In the field of drive systems, a slew drive is a device that can safely hold radial and axial loads, as well as transmit a torque for rotation. A slew drive employs a worm mechanism, also called a screw drive, to turn a gear about an axis perpendicular to the axis of the worm. This combination reduces the speed of the driven member and also multiplies its torque. There are many applications for the slew drive. Currently, they are employed in the generation of renewable energy, particularly in solar and wind energy. Due to the load-holding power and rotational torque strength of slew drives, they are well suited to solar trackers and wind turbines. They can, however, be employed in substantially any instance where rotational movement, or “slewing” is desired.

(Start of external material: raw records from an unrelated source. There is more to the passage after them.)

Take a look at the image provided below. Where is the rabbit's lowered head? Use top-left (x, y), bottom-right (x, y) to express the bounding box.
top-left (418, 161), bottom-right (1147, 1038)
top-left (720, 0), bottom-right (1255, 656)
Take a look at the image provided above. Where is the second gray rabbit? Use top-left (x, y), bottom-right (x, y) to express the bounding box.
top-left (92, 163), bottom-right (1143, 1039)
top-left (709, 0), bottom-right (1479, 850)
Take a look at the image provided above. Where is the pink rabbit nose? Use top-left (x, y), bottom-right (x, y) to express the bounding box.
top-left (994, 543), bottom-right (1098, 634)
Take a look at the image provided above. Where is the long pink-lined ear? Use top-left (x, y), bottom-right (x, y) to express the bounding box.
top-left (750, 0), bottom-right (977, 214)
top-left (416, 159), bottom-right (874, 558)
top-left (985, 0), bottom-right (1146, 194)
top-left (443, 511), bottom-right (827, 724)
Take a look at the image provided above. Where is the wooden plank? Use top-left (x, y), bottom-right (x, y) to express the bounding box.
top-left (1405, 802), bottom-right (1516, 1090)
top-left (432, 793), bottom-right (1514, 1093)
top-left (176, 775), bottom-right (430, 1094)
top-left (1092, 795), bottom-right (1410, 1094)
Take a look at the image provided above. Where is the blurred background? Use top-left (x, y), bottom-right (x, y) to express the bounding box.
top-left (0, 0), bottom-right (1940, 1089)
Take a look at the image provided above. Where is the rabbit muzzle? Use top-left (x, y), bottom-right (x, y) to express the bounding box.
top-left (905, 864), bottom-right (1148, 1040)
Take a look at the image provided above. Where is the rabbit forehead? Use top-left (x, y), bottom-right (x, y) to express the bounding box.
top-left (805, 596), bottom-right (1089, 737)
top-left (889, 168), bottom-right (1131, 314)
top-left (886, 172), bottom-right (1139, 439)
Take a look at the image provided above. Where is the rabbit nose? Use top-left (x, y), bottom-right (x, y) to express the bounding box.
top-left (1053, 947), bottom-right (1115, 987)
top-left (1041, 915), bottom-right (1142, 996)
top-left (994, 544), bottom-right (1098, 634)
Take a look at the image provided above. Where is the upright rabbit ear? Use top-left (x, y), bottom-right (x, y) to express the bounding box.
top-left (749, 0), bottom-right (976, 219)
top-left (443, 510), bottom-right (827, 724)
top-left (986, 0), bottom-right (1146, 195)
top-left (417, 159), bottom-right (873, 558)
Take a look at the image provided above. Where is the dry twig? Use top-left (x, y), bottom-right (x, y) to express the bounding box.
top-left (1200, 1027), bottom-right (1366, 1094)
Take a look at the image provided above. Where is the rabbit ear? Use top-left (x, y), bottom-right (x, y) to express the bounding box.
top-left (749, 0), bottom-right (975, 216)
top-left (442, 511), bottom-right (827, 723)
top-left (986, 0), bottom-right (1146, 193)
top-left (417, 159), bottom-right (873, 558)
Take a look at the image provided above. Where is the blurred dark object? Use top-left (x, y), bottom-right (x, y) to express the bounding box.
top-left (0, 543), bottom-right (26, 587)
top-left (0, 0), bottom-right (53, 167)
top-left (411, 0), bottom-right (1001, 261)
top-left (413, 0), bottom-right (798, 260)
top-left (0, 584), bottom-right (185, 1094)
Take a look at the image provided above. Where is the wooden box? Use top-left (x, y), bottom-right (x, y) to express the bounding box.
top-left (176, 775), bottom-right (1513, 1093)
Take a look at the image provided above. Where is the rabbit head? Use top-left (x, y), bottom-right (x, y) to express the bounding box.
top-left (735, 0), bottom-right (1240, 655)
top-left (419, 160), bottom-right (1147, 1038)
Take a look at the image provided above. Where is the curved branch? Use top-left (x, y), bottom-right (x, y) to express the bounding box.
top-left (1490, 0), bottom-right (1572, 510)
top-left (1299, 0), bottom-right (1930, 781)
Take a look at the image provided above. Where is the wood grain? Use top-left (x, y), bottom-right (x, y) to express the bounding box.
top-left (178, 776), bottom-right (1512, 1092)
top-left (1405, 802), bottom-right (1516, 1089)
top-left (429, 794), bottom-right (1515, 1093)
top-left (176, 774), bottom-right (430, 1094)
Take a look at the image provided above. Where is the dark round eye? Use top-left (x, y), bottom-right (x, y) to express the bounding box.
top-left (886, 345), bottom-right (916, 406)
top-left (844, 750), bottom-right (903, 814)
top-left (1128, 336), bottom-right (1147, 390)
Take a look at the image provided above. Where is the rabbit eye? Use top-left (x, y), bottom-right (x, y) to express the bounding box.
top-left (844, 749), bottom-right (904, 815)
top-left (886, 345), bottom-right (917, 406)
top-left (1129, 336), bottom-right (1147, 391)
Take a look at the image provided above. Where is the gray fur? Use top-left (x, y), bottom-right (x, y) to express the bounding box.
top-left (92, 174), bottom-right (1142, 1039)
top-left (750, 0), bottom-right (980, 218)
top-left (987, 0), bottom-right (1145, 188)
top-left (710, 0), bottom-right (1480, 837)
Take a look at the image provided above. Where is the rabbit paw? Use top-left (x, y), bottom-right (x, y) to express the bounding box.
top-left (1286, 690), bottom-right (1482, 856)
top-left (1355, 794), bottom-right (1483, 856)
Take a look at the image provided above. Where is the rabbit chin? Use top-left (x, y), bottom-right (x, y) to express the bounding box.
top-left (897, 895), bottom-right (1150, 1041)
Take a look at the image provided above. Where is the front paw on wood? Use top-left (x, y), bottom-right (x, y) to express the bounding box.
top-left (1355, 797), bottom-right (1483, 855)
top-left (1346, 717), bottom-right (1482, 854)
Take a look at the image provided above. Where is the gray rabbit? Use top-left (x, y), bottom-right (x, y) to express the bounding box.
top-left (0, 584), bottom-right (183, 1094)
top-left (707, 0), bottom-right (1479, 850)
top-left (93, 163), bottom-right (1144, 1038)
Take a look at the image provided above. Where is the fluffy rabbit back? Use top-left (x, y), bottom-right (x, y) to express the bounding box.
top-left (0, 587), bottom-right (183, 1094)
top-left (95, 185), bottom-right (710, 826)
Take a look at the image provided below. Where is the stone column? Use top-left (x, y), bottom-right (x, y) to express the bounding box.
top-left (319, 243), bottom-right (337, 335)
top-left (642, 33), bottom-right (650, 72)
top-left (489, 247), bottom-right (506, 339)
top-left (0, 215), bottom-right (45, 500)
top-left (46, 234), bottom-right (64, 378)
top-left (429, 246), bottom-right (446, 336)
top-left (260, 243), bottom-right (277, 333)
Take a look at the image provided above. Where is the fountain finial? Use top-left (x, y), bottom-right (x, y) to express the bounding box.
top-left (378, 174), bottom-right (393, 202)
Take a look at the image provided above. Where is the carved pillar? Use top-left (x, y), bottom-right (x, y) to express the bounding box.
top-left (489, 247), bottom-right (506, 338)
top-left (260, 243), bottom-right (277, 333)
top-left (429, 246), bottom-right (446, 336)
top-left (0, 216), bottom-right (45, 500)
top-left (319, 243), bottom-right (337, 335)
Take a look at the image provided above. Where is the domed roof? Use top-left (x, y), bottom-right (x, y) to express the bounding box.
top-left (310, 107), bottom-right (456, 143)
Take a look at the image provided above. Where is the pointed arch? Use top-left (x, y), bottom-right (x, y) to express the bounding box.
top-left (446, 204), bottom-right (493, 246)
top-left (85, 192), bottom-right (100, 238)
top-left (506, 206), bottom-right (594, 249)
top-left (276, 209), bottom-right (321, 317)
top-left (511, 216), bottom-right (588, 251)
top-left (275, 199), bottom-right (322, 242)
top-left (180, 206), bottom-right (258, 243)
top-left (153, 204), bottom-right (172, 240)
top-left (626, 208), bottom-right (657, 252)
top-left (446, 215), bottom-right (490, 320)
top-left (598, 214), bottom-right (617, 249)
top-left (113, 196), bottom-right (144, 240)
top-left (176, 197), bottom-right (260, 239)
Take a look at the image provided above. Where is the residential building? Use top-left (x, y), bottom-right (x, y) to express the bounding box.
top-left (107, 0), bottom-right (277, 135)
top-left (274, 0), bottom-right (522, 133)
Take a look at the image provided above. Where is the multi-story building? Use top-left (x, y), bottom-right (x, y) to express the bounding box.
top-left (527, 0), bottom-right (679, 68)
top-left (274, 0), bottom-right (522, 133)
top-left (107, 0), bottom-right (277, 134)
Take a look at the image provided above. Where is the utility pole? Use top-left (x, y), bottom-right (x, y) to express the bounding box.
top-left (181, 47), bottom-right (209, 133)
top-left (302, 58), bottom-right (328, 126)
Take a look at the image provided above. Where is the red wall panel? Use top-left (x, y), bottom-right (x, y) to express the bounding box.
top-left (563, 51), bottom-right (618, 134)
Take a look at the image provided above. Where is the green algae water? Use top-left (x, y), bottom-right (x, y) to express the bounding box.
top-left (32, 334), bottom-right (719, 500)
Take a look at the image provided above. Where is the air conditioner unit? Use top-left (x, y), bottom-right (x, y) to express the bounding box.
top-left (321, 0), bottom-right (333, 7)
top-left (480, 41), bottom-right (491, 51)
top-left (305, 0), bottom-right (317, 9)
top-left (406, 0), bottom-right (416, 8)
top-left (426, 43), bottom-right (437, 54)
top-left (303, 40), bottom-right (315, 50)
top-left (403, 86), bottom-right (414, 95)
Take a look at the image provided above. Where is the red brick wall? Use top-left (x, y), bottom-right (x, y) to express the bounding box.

While the current slew drives function quite well in performing the desired tasks, they can be difficult to attach to the structure to be rotated, can be heavy and can also be costly. Attaching a slew drive to structures to be rotated usually requires the fabrication of fittings to couple structures to the drive. Also, as the slew drive is increased in size to meet various uses, the weight can become increasingly problematic since as the worm and the driven gear are increased in size, the weight of material can rise quickly. In the industries in which slew drives are primarily used, less weight allows for quicker an easier installation of the drive, and less weight also allows for less manpower and additional cost savings.
Additionally, the cost of a slew drive often depends on the accuracy of rotation of the drive. A high accuracy is accomplished during fabrication of the driven gear. The tolerances achieved when machining or otherwise creating the teeth of the gear can greatly add to the cost of the slew drive, depending on the accuracy desired. This accuracy can be compromised during assembly of the slew drive gearbox. Bearings are tempered, and other heat treatments, are often required during assembly. These fluctuations in temperature can distort and reduce the accuracy of the driven gear. Thus, to maintain accuracy, the driven gear is often refinished to restore tolerances and eliminate distortions. Often, these tolerances cannot be completely restored to the original. This further adds to the cost of the drive. Accuracy is also reduced by the normal wear over time, on the driven gear as it is used.
It would be highly advantageous, therefore, to remedy the foregoing and other deficiencies inherent in the prior art.
An object of the present invention is to provide a new and improved slew drive.
Another object of the present invention is to provide a slew drive that has reduced weight.
Yet another object of the present invention is to provide a slew drive with increased accuracy.
And another object of the present invention is to provide a slew drive with a replaceable driven gear segment.
And yet another object of the present invention is to make the installation of a slew drive easier.